Enquêtes de police séparées
Le parquet de Paris dirige actuellement trois enquêtes séparées sur les trois vols commis, ces trois dernières semaines dans des médias ou chez des journalistes travaillant sur l'affaire Bettencourt.
Ces enquêtes ouvertes après les plaintes des personnes visées - Gérard Davet du Monde, Hervé Gattegno et son employeur Le Point ainsi que le site internet Mediapart - ont été confiées à deux divisions territoriales de la police judiciaire de Paris, a-t-on expliqué mardi au cabinet du procureur Jean-Claude Marin.
Dans la nuit du 7 au 8 octobre, Mediapart dit s'être fait voler dans ses locaux les cédéroms portant les enregistrements clandestins de Liliane Bettencourt réalisés par un employé et dont la publication a lancé l'affaire. Hervé Gattegno dit s'être fait voler son ordinateur dans les locaux du Point, tandis que Gérard Davet a porté plainte pour le vol de son ordinateur et d'un équipement GPS à son domicile.
Ces vols interviennent dans un contexte où il est apparu que le contre-espionnage et un service de police avaient mené des enquêtes pour déterminer les sources du journal Le Monde concernant les articles sur l'affaire Bettencourt. La DCRI a admis avoir enquêté l'été dernier pour finalement identifier comme source du Monde un magistrat en poste au ministère de la Justice, David Sénat, qui a été limogé.
Le procureur de Nanterre (Hauts-de-Seine) Philippe Courroye a fait examiner par la police les relevés de communications téléphoniques de deux journalistes du Monde pour porter une accusation de violation du secret de l'enquête contre Isabelle Prévost-Desprez, présidente du tribunal correctionnel de la ville.
Réactions
Le ministère de l'Intérieur n'a "pas souhaité commenter" cet article.
De son côté, le secrétaire général de l'UMP Xavier Bertrand a qualifié mercredi de "grand n'importe quoi" les accusations du journal satirique. "Ce n'est pas la première fois que Le Canard enchaîné est pris en 'flagrant délire', il reste dans la même veine", a-t-il ajouté. "Rappelez-vous, voilà quelques mois", l'hebdomadaire satirique "avait dit que dans le futur avion du président de la République, il y aurait même une baignoire, une baignoire sabot. C'était déjà du grand n'importe quoi", a-t-il fait valoir.

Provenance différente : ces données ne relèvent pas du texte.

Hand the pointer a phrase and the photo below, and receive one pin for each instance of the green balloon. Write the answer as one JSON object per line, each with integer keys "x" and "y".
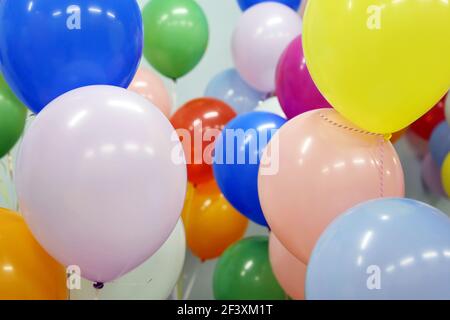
{"x": 244, "y": 273}
{"x": 12, "y": 118}
{"x": 175, "y": 36}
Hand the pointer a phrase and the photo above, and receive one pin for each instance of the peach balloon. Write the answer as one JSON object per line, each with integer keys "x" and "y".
{"x": 289, "y": 271}
{"x": 321, "y": 166}
{"x": 150, "y": 86}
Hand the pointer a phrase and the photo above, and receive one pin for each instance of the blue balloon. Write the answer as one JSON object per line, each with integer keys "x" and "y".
{"x": 237, "y": 155}
{"x": 49, "y": 47}
{"x": 440, "y": 143}
{"x": 229, "y": 87}
{"x": 245, "y": 4}
{"x": 383, "y": 249}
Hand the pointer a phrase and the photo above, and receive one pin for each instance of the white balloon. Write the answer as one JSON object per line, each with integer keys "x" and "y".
{"x": 271, "y": 105}
{"x": 153, "y": 280}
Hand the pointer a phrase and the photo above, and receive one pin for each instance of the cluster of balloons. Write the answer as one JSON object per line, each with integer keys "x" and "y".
{"x": 90, "y": 166}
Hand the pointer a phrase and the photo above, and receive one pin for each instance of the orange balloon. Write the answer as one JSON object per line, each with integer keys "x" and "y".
{"x": 27, "y": 272}
{"x": 211, "y": 223}
{"x": 198, "y": 124}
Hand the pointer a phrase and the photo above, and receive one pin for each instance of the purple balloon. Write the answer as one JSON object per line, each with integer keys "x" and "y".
{"x": 431, "y": 176}
{"x": 294, "y": 86}
{"x": 101, "y": 180}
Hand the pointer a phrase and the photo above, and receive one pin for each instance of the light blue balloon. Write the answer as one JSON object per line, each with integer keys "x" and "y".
{"x": 383, "y": 249}
{"x": 229, "y": 87}
{"x": 440, "y": 143}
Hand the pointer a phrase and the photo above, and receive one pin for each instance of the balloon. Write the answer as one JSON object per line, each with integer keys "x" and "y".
{"x": 365, "y": 63}
{"x": 389, "y": 249}
{"x": 439, "y": 144}
{"x": 95, "y": 180}
{"x": 198, "y": 123}
{"x": 325, "y": 166}
{"x": 12, "y": 118}
{"x": 445, "y": 174}
{"x": 396, "y": 136}
{"x": 245, "y": 4}
{"x": 153, "y": 280}
{"x": 295, "y": 88}
{"x": 261, "y": 35}
{"x": 67, "y": 44}
{"x": 176, "y": 36}
{"x": 211, "y": 223}
{"x": 244, "y": 273}
{"x": 289, "y": 271}
{"x": 237, "y": 159}
{"x": 431, "y": 176}
{"x": 150, "y": 86}
{"x": 425, "y": 125}
{"x": 229, "y": 87}
{"x": 27, "y": 272}
{"x": 271, "y": 105}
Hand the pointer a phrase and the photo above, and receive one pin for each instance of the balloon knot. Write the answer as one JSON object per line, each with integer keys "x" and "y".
{"x": 98, "y": 285}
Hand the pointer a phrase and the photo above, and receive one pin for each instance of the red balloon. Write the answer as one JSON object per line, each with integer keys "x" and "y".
{"x": 198, "y": 124}
{"x": 425, "y": 125}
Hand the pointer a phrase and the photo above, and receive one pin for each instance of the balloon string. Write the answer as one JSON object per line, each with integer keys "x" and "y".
{"x": 190, "y": 285}
{"x": 381, "y": 166}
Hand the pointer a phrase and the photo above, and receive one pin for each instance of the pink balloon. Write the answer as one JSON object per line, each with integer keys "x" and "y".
{"x": 295, "y": 89}
{"x": 431, "y": 176}
{"x": 322, "y": 165}
{"x": 289, "y": 271}
{"x": 150, "y": 86}
{"x": 98, "y": 182}
{"x": 261, "y": 35}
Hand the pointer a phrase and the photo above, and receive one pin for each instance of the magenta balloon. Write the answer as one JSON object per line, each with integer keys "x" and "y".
{"x": 260, "y": 37}
{"x": 431, "y": 176}
{"x": 97, "y": 180}
{"x": 295, "y": 88}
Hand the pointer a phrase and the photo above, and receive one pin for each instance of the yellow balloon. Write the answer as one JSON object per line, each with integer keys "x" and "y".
{"x": 26, "y": 270}
{"x": 382, "y": 64}
{"x": 445, "y": 174}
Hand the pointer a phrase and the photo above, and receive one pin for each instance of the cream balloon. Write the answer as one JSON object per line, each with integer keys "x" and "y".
{"x": 151, "y": 87}
{"x": 271, "y": 105}
{"x": 153, "y": 280}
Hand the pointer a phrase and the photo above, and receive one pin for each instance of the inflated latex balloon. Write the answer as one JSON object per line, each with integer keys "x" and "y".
{"x": 237, "y": 156}
{"x": 150, "y": 86}
{"x": 176, "y": 36}
{"x": 48, "y": 47}
{"x": 211, "y": 222}
{"x": 244, "y": 273}
{"x": 95, "y": 180}
{"x": 198, "y": 124}
{"x": 289, "y": 271}
{"x": 431, "y": 176}
{"x": 445, "y": 175}
{"x": 271, "y": 105}
{"x": 424, "y": 126}
{"x": 260, "y": 37}
{"x": 326, "y": 165}
{"x": 386, "y": 249}
{"x": 374, "y": 62}
{"x": 245, "y": 4}
{"x": 439, "y": 144}
{"x": 12, "y": 118}
{"x": 295, "y": 89}
{"x": 27, "y": 272}
{"x": 229, "y": 87}
{"x": 153, "y": 280}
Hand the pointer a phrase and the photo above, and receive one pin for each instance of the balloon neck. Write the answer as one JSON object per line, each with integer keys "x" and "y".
{"x": 98, "y": 285}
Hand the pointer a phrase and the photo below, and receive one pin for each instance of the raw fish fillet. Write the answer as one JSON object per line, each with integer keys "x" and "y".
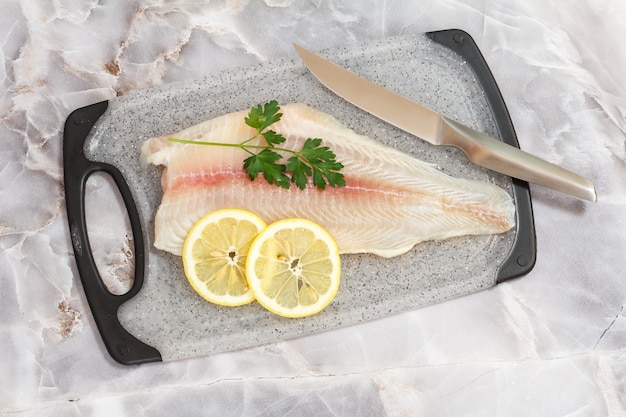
{"x": 391, "y": 200}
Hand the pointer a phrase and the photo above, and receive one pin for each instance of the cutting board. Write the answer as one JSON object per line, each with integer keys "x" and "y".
{"x": 162, "y": 318}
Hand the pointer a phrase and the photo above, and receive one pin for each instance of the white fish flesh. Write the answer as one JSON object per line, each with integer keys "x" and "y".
{"x": 391, "y": 200}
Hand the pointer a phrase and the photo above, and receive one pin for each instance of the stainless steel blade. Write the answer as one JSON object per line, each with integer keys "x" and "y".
{"x": 440, "y": 130}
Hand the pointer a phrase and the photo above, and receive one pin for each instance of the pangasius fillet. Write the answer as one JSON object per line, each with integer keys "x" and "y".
{"x": 391, "y": 200}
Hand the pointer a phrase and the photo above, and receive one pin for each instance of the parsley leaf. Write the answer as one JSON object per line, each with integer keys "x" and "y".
{"x": 266, "y": 162}
{"x": 261, "y": 117}
{"x": 313, "y": 162}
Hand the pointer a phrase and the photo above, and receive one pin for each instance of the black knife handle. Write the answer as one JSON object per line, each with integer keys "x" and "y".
{"x": 122, "y": 346}
{"x": 522, "y": 256}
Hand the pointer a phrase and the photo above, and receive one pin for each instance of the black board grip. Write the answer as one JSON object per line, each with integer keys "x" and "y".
{"x": 521, "y": 258}
{"x": 121, "y": 345}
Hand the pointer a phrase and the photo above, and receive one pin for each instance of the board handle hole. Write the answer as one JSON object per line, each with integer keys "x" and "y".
{"x": 109, "y": 232}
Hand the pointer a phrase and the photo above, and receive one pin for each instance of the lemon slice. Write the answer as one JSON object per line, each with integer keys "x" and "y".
{"x": 293, "y": 268}
{"x": 214, "y": 255}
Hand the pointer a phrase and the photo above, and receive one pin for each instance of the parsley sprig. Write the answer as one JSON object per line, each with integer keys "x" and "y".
{"x": 312, "y": 161}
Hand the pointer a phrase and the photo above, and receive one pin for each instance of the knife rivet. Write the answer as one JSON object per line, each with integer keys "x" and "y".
{"x": 123, "y": 349}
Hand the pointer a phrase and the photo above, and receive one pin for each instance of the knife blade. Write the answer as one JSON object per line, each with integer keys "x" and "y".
{"x": 437, "y": 129}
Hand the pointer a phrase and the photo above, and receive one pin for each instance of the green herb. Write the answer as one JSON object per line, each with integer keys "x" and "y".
{"x": 312, "y": 161}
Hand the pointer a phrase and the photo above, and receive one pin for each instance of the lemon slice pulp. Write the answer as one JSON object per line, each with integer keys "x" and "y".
{"x": 293, "y": 268}
{"x": 214, "y": 255}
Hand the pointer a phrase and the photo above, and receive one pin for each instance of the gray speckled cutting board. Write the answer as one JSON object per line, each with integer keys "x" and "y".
{"x": 168, "y": 315}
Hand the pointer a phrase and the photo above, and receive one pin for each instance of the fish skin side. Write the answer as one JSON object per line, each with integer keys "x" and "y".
{"x": 391, "y": 201}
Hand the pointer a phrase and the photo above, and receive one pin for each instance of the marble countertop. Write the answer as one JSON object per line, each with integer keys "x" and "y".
{"x": 552, "y": 343}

Dans l'entourage de Bernard Squarcini, on affirme que le directeur de la DCRI n'a "jamais eu d'instruction de Nicolas Sarkozy depuis que celui-ci est président de la République". Toutefois, la DCRI peut "éventuellement s'occuper des sources des journalistes", a-t-on poursuivi. Elle est "chargée" entre autres de la lutte "contre la compromission ainsi que des intérêts de l'Etat. Lorsque des fuites interviennent à haut niveau dans un cabinet ministériel, il est de son devoir de s'en saisir."

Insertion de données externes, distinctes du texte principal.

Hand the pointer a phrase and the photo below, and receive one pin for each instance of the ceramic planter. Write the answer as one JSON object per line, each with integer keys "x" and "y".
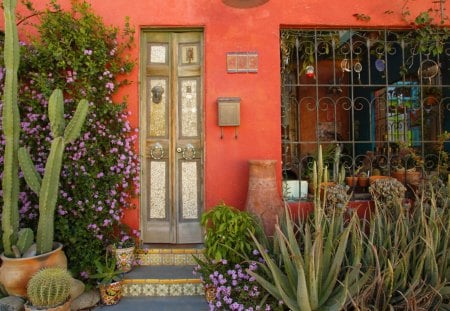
{"x": 16, "y": 272}
{"x": 124, "y": 258}
{"x": 110, "y": 293}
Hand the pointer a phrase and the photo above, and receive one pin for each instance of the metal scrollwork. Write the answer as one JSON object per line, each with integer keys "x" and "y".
{"x": 157, "y": 152}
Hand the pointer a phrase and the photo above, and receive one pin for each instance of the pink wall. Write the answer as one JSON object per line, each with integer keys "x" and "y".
{"x": 230, "y": 29}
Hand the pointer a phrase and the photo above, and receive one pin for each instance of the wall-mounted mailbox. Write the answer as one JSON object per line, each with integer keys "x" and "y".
{"x": 229, "y": 112}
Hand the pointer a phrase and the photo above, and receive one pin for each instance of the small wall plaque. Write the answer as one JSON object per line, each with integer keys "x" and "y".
{"x": 242, "y": 62}
{"x": 228, "y": 113}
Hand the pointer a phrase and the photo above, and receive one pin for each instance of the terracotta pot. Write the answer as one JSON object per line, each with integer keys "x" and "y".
{"x": 363, "y": 182}
{"x": 16, "y": 272}
{"x": 263, "y": 197}
{"x": 124, "y": 258}
{"x": 372, "y": 179}
{"x": 62, "y": 307}
{"x": 110, "y": 293}
{"x": 410, "y": 177}
{"x": 352, "y": 181}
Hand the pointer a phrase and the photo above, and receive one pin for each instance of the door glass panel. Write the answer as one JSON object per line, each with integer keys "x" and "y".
{"x": 158, "y": 53}
{"x": 189, "y": 112}
{"x": 189, "y": 54}
{"x": 157, "y": 104}
{"x": 158, "y": 190}
{"x": 189, "y": 190}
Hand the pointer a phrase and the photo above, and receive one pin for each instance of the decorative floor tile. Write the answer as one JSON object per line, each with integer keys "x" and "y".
{"x": 162, "y": 290}
{"x": 176, "y": 290}
{"x": 134, "y": 290}
{"x": 148, "y": 290}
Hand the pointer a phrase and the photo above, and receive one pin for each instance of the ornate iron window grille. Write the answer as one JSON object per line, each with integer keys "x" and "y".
{"x": 380, "y": 95}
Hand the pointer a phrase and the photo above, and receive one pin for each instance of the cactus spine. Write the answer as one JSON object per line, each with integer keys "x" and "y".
{"x": 49, "y": 287}
{"x": 11, "y": 129}
{"x": 47, "y": 189}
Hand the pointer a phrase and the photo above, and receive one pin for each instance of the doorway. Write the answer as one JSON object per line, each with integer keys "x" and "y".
{"x": 171, "y": 136}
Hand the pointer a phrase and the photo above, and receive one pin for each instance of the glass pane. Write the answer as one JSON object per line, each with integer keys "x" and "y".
{"x": 189, "y": 189}
{"x": 158, "y": 190}
{"x": 189, "y": 111}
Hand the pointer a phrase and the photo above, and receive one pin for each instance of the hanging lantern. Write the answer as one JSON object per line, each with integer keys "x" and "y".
{"x": 309, "y": 71}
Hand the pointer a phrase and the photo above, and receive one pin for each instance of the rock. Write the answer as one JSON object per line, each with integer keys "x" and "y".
{"x": 76, "y": 288}
{"x": 12, "y": 303}
{"x": 86, "y": 300}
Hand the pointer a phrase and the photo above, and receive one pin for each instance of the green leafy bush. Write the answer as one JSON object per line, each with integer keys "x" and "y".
{"x": 77, "y": 53}
{"x": 228, "y": 233}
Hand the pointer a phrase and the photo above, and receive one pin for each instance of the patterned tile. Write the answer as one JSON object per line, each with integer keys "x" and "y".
{"x": 162, "y": 290}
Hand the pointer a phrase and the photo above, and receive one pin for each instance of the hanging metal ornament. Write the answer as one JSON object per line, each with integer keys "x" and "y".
{"x": 358, "y": 68}
{"x": 380, "y": 65}
{"x": 309, "y": 71}
{"x": 428, "y": 69}
{"x": 345, "y": 65}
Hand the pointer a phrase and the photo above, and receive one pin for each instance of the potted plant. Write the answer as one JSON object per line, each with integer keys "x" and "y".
{"x": 432, "y": 95}
{"x": 109, "y": 280}
{"x": 15, "y": 272}
{"x": 228, "y": 233}
{"x": 406, "y": 170}
{"x": 49, "y": 289}
{"x": 124, "y": 247}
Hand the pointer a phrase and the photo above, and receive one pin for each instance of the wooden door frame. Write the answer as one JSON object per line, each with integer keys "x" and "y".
{"x": 143, "y": 198}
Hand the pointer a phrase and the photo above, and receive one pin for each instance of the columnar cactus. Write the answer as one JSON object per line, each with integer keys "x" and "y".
{"x": 11, "y": 130}
{"x": 49, "y": 287}
{"x": 47, "y": 188}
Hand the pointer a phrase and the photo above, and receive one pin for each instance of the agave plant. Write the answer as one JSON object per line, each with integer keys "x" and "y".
{"x": 317, "y": 263}
{"x": 408, "y": 249}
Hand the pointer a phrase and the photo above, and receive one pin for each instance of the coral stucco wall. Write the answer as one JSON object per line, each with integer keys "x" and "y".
{"x": 229, "y": 28}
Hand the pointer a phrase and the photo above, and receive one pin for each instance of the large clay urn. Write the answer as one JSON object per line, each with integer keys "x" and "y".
{"x": 263, "y": 197}
{"x": 16, "y": 272}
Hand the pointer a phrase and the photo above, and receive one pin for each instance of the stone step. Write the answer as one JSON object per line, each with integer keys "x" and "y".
{"x": 169, "y": 255}
{"x": 162, "y": 280}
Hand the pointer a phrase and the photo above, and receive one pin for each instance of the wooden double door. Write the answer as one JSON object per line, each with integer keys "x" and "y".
{"x": 171, "y": 115}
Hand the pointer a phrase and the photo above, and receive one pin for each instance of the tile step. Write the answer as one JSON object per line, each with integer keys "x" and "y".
{"x": 168, "y": 255}
{"x": 162, "y": 281}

Toujours selon la même source, la DCRI, "a une structure hiérarchique (directeur général de la police nationale, directeur du cabinet du ministre) et lui rend compte de ses saisies d'initiative".

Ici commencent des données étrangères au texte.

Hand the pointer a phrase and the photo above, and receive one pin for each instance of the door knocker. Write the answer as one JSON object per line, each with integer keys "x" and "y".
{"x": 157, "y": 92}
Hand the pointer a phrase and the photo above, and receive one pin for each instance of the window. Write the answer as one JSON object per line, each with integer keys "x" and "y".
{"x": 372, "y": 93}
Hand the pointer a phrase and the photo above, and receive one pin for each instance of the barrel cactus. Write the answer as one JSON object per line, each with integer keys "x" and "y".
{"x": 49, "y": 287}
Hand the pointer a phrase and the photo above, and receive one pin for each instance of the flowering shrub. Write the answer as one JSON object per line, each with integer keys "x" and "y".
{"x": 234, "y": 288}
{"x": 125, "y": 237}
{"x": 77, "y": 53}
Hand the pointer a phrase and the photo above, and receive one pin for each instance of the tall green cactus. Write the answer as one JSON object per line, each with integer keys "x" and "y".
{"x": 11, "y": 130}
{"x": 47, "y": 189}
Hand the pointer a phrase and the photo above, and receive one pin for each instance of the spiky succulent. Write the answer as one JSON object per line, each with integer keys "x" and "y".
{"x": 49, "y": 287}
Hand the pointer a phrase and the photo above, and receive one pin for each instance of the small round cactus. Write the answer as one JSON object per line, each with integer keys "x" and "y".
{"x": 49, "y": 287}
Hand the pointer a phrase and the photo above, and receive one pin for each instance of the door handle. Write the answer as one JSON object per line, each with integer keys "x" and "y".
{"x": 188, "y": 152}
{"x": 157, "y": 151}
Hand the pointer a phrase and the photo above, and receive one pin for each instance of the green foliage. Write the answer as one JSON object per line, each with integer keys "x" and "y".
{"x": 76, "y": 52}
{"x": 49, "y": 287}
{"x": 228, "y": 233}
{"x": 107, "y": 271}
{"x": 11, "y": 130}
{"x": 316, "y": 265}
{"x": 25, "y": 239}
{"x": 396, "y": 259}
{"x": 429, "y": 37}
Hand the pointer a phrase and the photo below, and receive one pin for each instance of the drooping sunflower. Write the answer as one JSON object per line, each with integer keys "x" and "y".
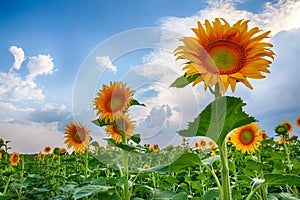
{"x": 298, "y": 121}
{"x": 122, "y": 124}
{"x": 14, "y": 159}
{"x": 288, "y": 125}
{"x": 112, "y": 101}
{"x": 77, "y": 136}
{"x": 246, "y": 138}
{"x": 47, "y": 149}
{"x": 202, "y": 143}
{"x": 223, "y": 54}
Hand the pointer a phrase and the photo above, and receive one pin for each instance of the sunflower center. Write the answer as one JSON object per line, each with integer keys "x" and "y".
{"x": 247, "y": 137}
{"x": 226, "y": 57}
{"x": 116, "y": 103}
{"x": 79, "y": 136}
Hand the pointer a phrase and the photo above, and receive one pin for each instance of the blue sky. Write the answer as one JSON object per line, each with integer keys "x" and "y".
{"x": 44, "y": 45}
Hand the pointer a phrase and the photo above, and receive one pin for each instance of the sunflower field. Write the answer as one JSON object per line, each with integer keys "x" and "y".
{"x": 235, "y": 159}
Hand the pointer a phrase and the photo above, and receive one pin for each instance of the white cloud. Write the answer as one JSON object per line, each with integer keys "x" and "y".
{"x": 39, "y": 65}
{"x": 31, "y": 137}
{"x": 19, "y": 57}
{"x": 105, "y": 62}
{"x": 281, "y": 18}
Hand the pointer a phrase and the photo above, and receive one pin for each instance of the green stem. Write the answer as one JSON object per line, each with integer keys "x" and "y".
{"x": 127, "y": 194}
{"x": 216, "y": 179}
{"x": 226, "y": 195}
{"x": 6, "y": 185}
{"x": 261, "y": 175}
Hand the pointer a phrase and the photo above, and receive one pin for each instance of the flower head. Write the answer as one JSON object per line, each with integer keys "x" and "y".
{"x": 223, "y": 54}
{"x": 246, "y": 138}
{"x": 47, "y": 149}
{"x": 288, "y": 125}
{"x": 123, "y": 125}
{"x": 202, "y": 143}
{"x": 112, "y": 101}
{"x": 77, "y": 136}
{"x": 14, "y": 159}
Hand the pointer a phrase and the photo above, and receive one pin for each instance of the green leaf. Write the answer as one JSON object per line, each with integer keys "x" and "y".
{"x": 279, "y": 179}
{"x": 211, "y": 194}
{"x": 123, "y": 146}
{"x": 169, "y": 195}
{"x": 101, "y": 123}
{"x": 136, "y": 138}
{"x": 89, "y": 190}
{"x": 219, "y": 118}
{"x": 136, "y": 103}
{"x": 184, "y": 81}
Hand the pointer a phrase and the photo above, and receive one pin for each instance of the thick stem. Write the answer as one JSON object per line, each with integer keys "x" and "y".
{"x": 225, "y": 173}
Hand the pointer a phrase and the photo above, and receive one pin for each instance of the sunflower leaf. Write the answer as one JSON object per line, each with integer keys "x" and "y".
{"x": 134, "y": 102}
{"x": 126, "y": 147}
{"x": 136, "y": 138}
{"x": 219, "y": 118}
{"x": 184, "y": 81}
{"x": 101, "y": 123}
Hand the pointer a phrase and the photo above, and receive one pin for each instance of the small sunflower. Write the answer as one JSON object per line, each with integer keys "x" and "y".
{"x": 288, "y": 125}
{"x": 14, "y": 159}
{"x": 47, "y": 149}
{"x": 123, "y": 124}
{"x": 246, "y": 138}
{"x": 202, "y": 143}
{"x": 281, "y": 129}
{"x": 223, "y": 54}
{"x": 112, "y": 101}
{"x": 263, "y": 135}
{"x": 77, "y": 136}
{"x": 298, "y": 121}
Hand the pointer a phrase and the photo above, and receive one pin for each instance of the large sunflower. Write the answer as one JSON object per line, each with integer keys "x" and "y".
{"x": 225, "y": 54}
{"x": 123, "y": 124}
{"x": 112, "y": 101}
{"x": 77, "y": 136}
{"x": 246, "y": 138}
{"x": 14, "y": 158}
{"x": 288, "y": 125}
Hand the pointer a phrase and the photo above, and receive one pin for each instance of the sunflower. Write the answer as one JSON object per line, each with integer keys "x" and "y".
{"x": 14, "y": 159}
{"x": 77, "y": 136}
{"x": 223, "y": 54}
{"x": 47, "y": 149}
{"x": 298, "y": 121}
{"x": 246, "y": 138}
{"x": 288, "y": 125}
{"x": 112, "y": 101}
{"x": 202, "y": 143}
{"x": 122, "y": 124}
{"x": 263, "y": 135}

Pour Marie-Pierre de la Gontrie, chargée de la justice au PS, "ce qui est révélé est extrêmement grave, et nous demandons que le patron de la DCRI Bernard Squarcini, nommément visé par cet article comme étant le chef d'orchestre de tout cela pour Nicolas Sarkozy, soit convoqué pour être auditionné par la commission des lois de l'Assemblée nationale".
La secrétaire nationale des Verts, Cécile Duflot, demande aussi dans un communiqué la création d'une "commission indépendante" pour enquêter sur ces informations.